I've reflected on the condition of physicality. We are all physical beings, that goes without saying, but why. That basic question has been the bane of my existence, keeping me in a perpetual state of the child asking why. I cannot do higher math, and I don't think it's because I'm incapable. It seems to me that at some point one must accept certain postulates in order to progress to higher levels. Instead of accepting these postulates, I get stuck on the why and finally chuck the whole proposition.
I'm fascinated by physicality. We are composed of elements, compounds, and various other more exotic combinations of physical materials. How is it we experience and perceive so many things? Feelings, thoughts, sensations cascade through our minds and bodies. When we lie in the sunlight we experience the warmth as a pleasurable sensation. Does a rock also experience the same pleasure? How does the sea experience the sensation of being converted into vapor and rising to become a cloud?
Our bodies are a marvel of complexity. Each of us is a self contained chemical factory, manufacturing necessary compounds from raw materials we take in. We experience pleasure in that acquisition, the joy of eating. To duplicate the ability of our body's ability to create amazingly complex substances would bankrupt many small nations.
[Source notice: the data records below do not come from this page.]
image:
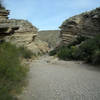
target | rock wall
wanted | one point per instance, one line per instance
(52, 37)
(86, 24)
(21, 33)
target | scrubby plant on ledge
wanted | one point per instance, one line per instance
(12, 72)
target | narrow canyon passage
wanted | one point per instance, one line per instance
(51, 79)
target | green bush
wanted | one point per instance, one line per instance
(12, 73)
(25, 52)
(96, 57)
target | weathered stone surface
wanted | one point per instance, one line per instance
(86, 24)
(20, 32)
(5, 27)
(52, 37)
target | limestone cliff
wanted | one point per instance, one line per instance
(20, 32)
(86, 24)
(52, 37)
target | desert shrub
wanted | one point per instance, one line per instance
(53, 52)
(96, 57)
(24, 52)
(12, 73)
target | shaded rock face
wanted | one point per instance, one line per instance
(24, 35)
(52, 37)
(20, 32)
(5, 27)
(86, 24)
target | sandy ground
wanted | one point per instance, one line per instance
(51, 79)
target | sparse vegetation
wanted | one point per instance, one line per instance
(25, 53)
(12, 72)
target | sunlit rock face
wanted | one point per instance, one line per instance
(20, 32)
(86, 24)
(5, 27)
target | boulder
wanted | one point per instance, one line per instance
(86, 24)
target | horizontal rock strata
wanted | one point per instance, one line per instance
(86, 24)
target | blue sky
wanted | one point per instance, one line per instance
(48, 14)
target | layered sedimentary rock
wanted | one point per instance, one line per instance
(86, 24)
(5, 28)
(20, 32)
(52, 37)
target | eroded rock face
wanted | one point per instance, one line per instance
(86, 24)
(24, 35)
(20, 32)
(5, 27)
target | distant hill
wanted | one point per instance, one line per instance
(52, 37)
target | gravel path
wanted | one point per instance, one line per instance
(50, 79)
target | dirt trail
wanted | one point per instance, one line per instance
(50, 79)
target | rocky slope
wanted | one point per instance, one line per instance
(50, 36)
(86, 24)
(20, 32)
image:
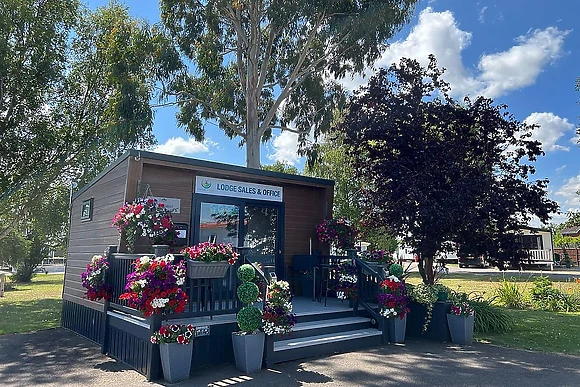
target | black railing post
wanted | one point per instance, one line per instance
(105, 321)
(154, 368)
We possess this complexity and it cost to us was nothing, other than the twinkle in our parents' eye.
Our bodies are also electrical generators, creating current which transmits signals to our muscles and nerves. Without this current we would be incapable of movement, speech, sight, any of our functions.
We are composed of more than flesh. There is a mental component, and a spiritual one as well. Our physical selves are acted upon by various forces and energies, allowing the essential being we each are to experience different sensations.
We tend to view things in terms of superlatives. Our first flight, our first kiss, our first broken bone, all stand out in our experience like stones standing stationary within the flow of a stream. Instead of marking these major events, perhaps our goal should be to savor every occurrence. We are surrounded, indeed immersed, in an ocean of experience. It is up to us to draw the most from each one.
I think I'm advocating a style of wallowing in physicality without surrendering totally to its seduction. To surrender would be the definition of hedonism, pursuing pleasure for the sake of itself. Instead I prefer to take each thing as it comes, savoring it as much as possible, then releasing it.
While we each usually avoid experiences which are painful, we can acknowledge that even the painful things in our lives bring an intensity, a focus usually missing from our everyday existence. In that light, pain is not an absolute negative but rather a mixed blessing. We can be grateful for having had the experience and for having survived it.
I imagine I'm much like everyone else in our society. I'm driven to complete a series of supposedly important tasks each day, sometimes to the point I'm oblivious to my surroundings. I forget to savor my coffee, smell the scent of the flowers, reflect on the blueness of the sky in the day, or its darkness at night. In order to complete my tasks, I wall myself away from experiencing so many things in this amazing smorgasbord we live in every day.
Our senses may be a gift to us, one which allows us to interface and interact with the physical world. Imagine the process by which certain molecules when drawn into our noses excites either pleasure or displeasure. Then imagine these molecules whisking us away into the land of memory, almost reliving certain events long past. The scent of baby powder taking an old woman instantly back to holding her newborn child.
Each sense we have can do the same thing. A taste of something which transports us back to our Mom's kitchen. Hearing a song from the long ago that instantly recalls a mood, capturing us within the ghost it invokes.
It is hard to quantify our experiences in comparison to other living creatures. Do other animals experience the same depth of sensation as we? We know that some animals exhibit emotion at certain events. Our inability to communicate draws a veil over knowing how much we share with them in the depth of our experiences.
A step farther removed is the experience of inanimate objects, such as the rock mentioned earlier. It is heated, cooled, and washed by the elements much the same as we ourselves are. Does it experience pleasure at the warm sun, pain at the freezing cold of winter, tiredness at the constant erosion it undergoes?
We are locked into these physical bodies, captured in the stream of time, committed to the journey all the way to the end. Some postulate that they have had out of body experiences (OBE), free from their physical selves for a time. I cannot either accept or deny that possibility. Quantum theory to me is condensed into the idea in a universe where anything is possible, anything is possible.
What I do know is this: we are all on a journey from we know not where to an uncertain destination. This of course begs for the entrance of the subject of faith. The religions of the world endeavor to explain the origin and the destination of our journey. I happen to subscribe to one particular branch of belief, but the fact remains I don't and can't know until I pass through the veil. I know what I believe and I know why I believe, and that's sufficient to empower me to continue.
I think my job at this point is simply to enjoy the trip, to marvel at the magnificence of this gift of physicality.